# K data model

### Overview

The K Data Model optimizes information retrieval across multiple biological scales by transforming raw files (e.g. h5ad, csv, zarr) into a unified, SQL-queryable parquet structure. It enables seamless cross-modality analysis—from clinical longitudinal trends down to single-cell gene expression and spatial spots—ensuring every data point is mapped to a common coordinate system and ontology.

### Pipeline overview

```mermaid
flowchart LR
    A("Raw Bioinformatics Files<br/>(h5ad, CSV, Zarr)") --> B(K Data Model Transformation)
    B --> C(Standardized Parquet Store)
    C --> D(SQL-Ready K Pro Platform)
```

### Processing & standardization

These steps transform heterogeneous data into a unified, high-performance schema.

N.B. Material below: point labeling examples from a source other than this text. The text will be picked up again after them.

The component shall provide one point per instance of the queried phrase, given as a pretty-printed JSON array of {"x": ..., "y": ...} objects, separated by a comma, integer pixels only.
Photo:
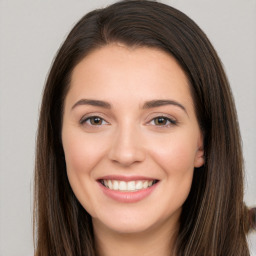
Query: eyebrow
[
  {"x": 97, "y": 103},
  {"x": 159, "y": 103},
  {"x": 146, "y": 105}
]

| Step                        | What happens                                                         | Why                                                                   |
| --------------------------- | -------------------------------------------------------------------- | --------------------------------------------------------------------- |
| **Multi-Level structuring** | Data is organized into Patient, Sample, Slide, and Cell/Spot levels. | Optimizes query performance for different scales of analysis.         |
| **Schema harmonization**    | Conversion of raw formats to **Parquet** files.                      | Enables universal SQL querying and high-speed data loading.           |
| **Ontology mapping**        | Gene names and disease labels are matched to a single reference.     | Ensures consistency and enables cross-dataset comparisons.            |
| **Normalization**           | Counts for bulk, single-cell, and spatial data are normalized.       | Removes technical variation to allow biological interpretation.       |
| **Feature enrichment**      | Computation of UMAPs (bulk & single-cell) and pseudobulk.            | Provides instant, high-quality visualizations without on-the-fly lag. |

#### Data filtering & Quality control

The K Data Model applies specific rules to ensure data integrity and visualization speed.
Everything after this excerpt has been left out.